The captured governor spring I used was the stronger black spring (there are two that look similar, see circled spring in pic) out of a Transgo SK 700-Jr kit.  The application is a 700R4 (cut the spring in half where the coils are touching each other, use the shorter half).  It had a seat pressure of about 2.25 pounds while the stock spring was about 1.5 pounds.  I think you could also use the anti-stick spring out of the Transgo kit (in Liew of buying one from Cobra), but the wire gauge is thicker, and may require machining the governor a bit to make up for the added thickness of the collapsed spring.  

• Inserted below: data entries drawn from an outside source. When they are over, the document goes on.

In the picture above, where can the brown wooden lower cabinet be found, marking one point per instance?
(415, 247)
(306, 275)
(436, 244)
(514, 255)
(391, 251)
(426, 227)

The AOD's use a stiffer spring along with a lighter governor to raise WOT shifts.  Unfortunately the AOD governor guts are different enough that they don't interchange with the FMX.  I bought the high RPM kit for an AOD and reverse engineered it to apply to an FMX.  Don't go buying a Transgo AOD- HIRev kit and expect it to be of any use on an FMX.

Machining the governor itself to lighten it is a bear.  It is case hardened and requires carbide tooling.  I machined a recess into the outward end of the gov with a 17/64" carbide ball mill after I drilled it with a .110" drill (drilled all the way to the center "spool"  I also used a parting tool on the lathe to cut a groove in it.  The 6 holes around the perimeter of the spool were cut with a 9/64" carbide endmill.  I may be talked into doing some for folks on the forum, but the tooling and time is not cheap.

With mine at full weight (about 16 grams) it shifted at 5K, with the weight reduction to about 11 grams it shifts at 6K.  These numbers are with a Transgo 37-1 kit installed in the transmission and a lightly spicy converter.